My husband and I walked into the hospital at about 8 PM on the day I was scheduled to recieve Cervadil overnight to help me dialate.  I had my bright floral suitcase and a huge smile on my face, already securing a place in my head for baby girl's birthday for the following day.  I was clearly oblivious of what was to come.  I was immediately attached to multiple wires and pretty much tied to the hospital bed to monitor me and baby. The Cervadil did not work, so I was hooked up to Pitocin the following morning.  And although the IV did it's job in jump-starting some pretty intense contractions, after multiple checks by several different nurses and a visit from my OB-GYN, I was still hardly dialating at all.  We finally made the joint decision to take me off the Pitocin and try again the next day, although I was still to stay in the same hospital room that I had originally thought would be a short pit stop before meeting my baby girl.

The following morning, I was instantly put back on the Pitocin. This time, the contractions were even more challenging than the day before, most likely even more mentally than physically as I was so frustrated from my apparent lack of ability to dialate, even after all of the pain.  I gave into the Epidural after about three hours that morning, and the relief it brought was more than welcomed.  However, as we said good-bye to nurse after nurse, as their shifts were changing, and had multiple updates of little to no progress, it was certainly clear that this journey was going to be a long one.  By 5 PM that evening, there finally seemed to be an end in sight.  A final check was set for 6:30, and with the most likely result of a continued lack of advancement, a C-section was our final route. 

Our baby girl certainly seemed to have a mind of her own, and perhaps it was at this point that she decided it was finally time to make her fashionably-late debut..  With what seemed to me as a small miracle, that final check indicated I was 9 centimeters dialated and could push within the hour.  And although the final "pushing" stage of labor was what I had been most nervous about all along, the thought of an end to this 48-hour journey (and beginning of a new one with our daughter) was enough to motivate me. 
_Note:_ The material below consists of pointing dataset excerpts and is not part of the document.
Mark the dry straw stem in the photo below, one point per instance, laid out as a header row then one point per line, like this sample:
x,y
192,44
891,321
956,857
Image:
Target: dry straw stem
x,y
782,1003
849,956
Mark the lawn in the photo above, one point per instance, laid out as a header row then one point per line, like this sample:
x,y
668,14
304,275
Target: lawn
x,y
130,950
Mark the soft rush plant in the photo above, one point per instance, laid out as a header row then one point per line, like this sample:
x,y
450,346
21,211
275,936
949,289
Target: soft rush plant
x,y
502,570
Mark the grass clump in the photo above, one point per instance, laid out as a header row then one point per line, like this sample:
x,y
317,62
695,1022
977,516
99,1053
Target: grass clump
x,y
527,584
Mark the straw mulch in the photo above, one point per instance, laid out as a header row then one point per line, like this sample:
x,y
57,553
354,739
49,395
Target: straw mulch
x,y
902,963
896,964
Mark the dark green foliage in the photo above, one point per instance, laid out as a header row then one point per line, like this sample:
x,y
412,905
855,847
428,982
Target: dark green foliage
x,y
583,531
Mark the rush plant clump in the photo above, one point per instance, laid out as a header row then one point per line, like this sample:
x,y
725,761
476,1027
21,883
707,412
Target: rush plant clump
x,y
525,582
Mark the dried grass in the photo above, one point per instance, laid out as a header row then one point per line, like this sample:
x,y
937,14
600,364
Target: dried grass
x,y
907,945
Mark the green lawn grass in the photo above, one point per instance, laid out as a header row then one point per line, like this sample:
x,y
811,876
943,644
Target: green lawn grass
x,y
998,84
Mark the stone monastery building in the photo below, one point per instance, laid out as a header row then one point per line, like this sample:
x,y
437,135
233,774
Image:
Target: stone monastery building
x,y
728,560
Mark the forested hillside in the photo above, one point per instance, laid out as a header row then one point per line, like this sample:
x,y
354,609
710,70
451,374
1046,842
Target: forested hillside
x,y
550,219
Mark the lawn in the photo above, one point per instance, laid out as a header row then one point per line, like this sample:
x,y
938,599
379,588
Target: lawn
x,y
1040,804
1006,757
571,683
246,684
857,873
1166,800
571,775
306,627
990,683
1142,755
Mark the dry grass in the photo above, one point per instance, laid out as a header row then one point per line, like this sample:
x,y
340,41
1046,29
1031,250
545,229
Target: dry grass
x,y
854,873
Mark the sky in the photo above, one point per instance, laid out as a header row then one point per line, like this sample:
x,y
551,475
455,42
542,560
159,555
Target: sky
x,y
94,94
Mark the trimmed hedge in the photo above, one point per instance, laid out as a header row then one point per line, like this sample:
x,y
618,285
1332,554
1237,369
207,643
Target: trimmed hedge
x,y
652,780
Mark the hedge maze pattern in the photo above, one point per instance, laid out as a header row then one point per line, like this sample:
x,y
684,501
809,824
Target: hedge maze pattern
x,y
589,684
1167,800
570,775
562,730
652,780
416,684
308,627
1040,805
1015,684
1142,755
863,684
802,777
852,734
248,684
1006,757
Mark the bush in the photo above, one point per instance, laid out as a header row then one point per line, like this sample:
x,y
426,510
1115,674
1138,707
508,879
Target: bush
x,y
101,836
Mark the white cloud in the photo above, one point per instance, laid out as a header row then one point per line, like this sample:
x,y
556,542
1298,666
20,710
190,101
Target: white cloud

I pushed for about 45 minutes and will never forget the experience, even though I don't know that even just one week later I can recall the actual feeling of it all.  I know that my husband was right next to me the whole time and I couldn't have done it without him, that the first time the nurse mentioned sight of my daughter's head I was more determined than ever, and lastly, that any modesty I had ever had was out the window. 

At 9:01 PM, Waverly Maye Brickner was born (7 lbs., 8 oz. & a full head of red hair!).  The entire process, starting at when we found out we were pregnant back in November to the last few minutes in the delivery room before she was born, was all a blur and all that mattered was that she was here.  From that moment ... as my husband & I smiled at the sound of the lullaby playing through the hospital & the cheers from our family in the waiting room, while gazing at the beautiful baby that we had created ... I knew that my life had new meaning and nothing would ever be the same. 
 In fact, I am not sure how life existed before Waverly Maye.